Il doit par ailleurs être relevé que la caisse ne saurait se retrancher derrière les notifications adressées par courriers électroniques, informant de la mise à disposition des documents via ce téléservice, lesquelles ne font que confirmer qu’elle a entendu imposer l’utilisation de cet outil en dépit de l’opposition expresse de la société.
A cet égard, il importe de souligner que les imprimés-écrans produits aux débats démontrent que celle-ci n’a jamais accéder au dossier via l’outil QRP.
Ainsi, la défenderesse échoue à établir que la SA [1] a effectivement eu la possibilité de retourner son questionnaire et de consulter les pièces du dossier.
Au vu de l’ensemble de ces éléments, il est établi que la CPAM de Côte-d’Or a méconnu l’obligation d’information mise à sa charge et le principe du contradictoire.
Il convient en conséquence de dire que la notification du 22 janvier 2024, emportant prise en charge de la maladie déclarée par M. [Q] [V] le 19 septembre 2023, est inopposable à la SA [1].
Sur les dépens et les frais irrépétibles
Succombant à l’instance, la CPAM de Côte-d’Or sera condamnée aux dépens.

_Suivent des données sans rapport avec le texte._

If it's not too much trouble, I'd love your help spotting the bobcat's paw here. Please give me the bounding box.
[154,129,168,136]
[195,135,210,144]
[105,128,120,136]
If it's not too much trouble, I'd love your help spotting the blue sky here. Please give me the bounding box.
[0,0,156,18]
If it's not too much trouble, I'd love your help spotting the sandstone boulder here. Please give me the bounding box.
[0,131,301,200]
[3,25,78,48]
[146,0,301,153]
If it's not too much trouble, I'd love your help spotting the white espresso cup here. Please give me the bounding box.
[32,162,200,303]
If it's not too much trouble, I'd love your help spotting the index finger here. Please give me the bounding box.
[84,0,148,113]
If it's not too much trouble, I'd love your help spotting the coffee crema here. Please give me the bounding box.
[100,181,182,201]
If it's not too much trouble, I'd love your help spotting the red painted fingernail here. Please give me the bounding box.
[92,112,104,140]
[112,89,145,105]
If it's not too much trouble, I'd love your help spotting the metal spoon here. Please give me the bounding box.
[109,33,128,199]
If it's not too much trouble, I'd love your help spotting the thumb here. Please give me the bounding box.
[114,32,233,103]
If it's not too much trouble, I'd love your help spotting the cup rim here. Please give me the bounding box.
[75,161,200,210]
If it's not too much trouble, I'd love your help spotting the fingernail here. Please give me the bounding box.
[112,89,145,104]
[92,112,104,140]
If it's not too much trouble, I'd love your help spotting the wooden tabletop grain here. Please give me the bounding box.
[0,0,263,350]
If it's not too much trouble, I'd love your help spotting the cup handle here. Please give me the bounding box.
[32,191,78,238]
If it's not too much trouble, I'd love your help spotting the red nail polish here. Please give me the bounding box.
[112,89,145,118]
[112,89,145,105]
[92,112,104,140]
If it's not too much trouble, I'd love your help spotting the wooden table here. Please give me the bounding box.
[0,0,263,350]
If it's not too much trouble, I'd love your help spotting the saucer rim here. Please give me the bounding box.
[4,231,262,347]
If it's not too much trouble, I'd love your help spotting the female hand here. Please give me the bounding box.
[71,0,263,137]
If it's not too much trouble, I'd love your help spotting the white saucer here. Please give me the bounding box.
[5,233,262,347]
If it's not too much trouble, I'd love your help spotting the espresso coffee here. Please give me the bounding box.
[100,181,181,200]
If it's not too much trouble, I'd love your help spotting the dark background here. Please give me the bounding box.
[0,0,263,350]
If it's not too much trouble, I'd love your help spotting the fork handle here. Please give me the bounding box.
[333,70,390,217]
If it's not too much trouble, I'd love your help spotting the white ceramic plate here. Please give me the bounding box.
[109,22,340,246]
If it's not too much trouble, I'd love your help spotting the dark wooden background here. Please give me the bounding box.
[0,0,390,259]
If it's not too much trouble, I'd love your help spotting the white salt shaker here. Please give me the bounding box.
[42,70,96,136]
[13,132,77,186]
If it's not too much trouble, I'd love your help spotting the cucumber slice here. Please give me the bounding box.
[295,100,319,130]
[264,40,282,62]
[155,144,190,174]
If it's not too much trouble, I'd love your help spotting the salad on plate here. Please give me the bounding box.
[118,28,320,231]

La défenderesse sera en outre condamnée au paiement de la somme de 500 euros sur le fondement des dispositions de l’article 700 du code de procédure civile.
PAR CES MOTIFS :
Le tribunal statuant publiquement, par jugement contradictoire rendu en premier ressort, par mise à disposition au secrétariat-greffe,
Déclare le recours recevable ;
Dit n’y avoir lieu d’infirmer ou de confirmer l’avis rendu par la commission de recours amiable ;
Dit que la notification du 22 janvier 2024, emportant prise en charge de la maladie déclarée par M. [Q] [V] le 19 septembre 2023, est inopposable à la SAS [1] ;
Condamne la CPAM de Côte-d’Or aux dépens ;
Condamne la CPAM de Côte-d’Or à payer à la SAS [1] la somme de 500 (cinq-cents) euros sur le fondement des dispositions de l’article 700 du code de procédure civile.
Dit que chacune des parties ou tout mandataire peut interjeter appel de cette décision dans le délai d’un mois à peine de forclusion, à compter de la notification, par une déclaration faite ou adressée par pli recommandé au greffe de la Cour d’Appel de Dijon – [Adresse 4] ; la déclaration doit être datée et signée et doit comporter les mentions prescrites, à peine de nullité, par l’article 58 du Code de Procédure Civile à savoir :
1°) Pour les personnes physiques : l’indication des nom, prénoms, profession, domicile, nationalité, date et lieu de naissance du demandeur
Pour les personnes morales : l’indication de leur forme, leur dénomination, leur siège social et de l’organe qui les représente légalement ;
2°) L’indication des noms et domicile de la personne contre laquelle la demande est formée, ou, s’il s’agit d’une personne morale, de sa dénomination et de son siège social ;
3°) L’objet de la demande ;
Elle doit désigner le jugement dont il est fait appel et mentionner, le cas échéant, le nom et l’adresse du représentant de l’appelant devant la Cour. La copie du jugement devra obligatoirement être annexée à la déclaration d’appel.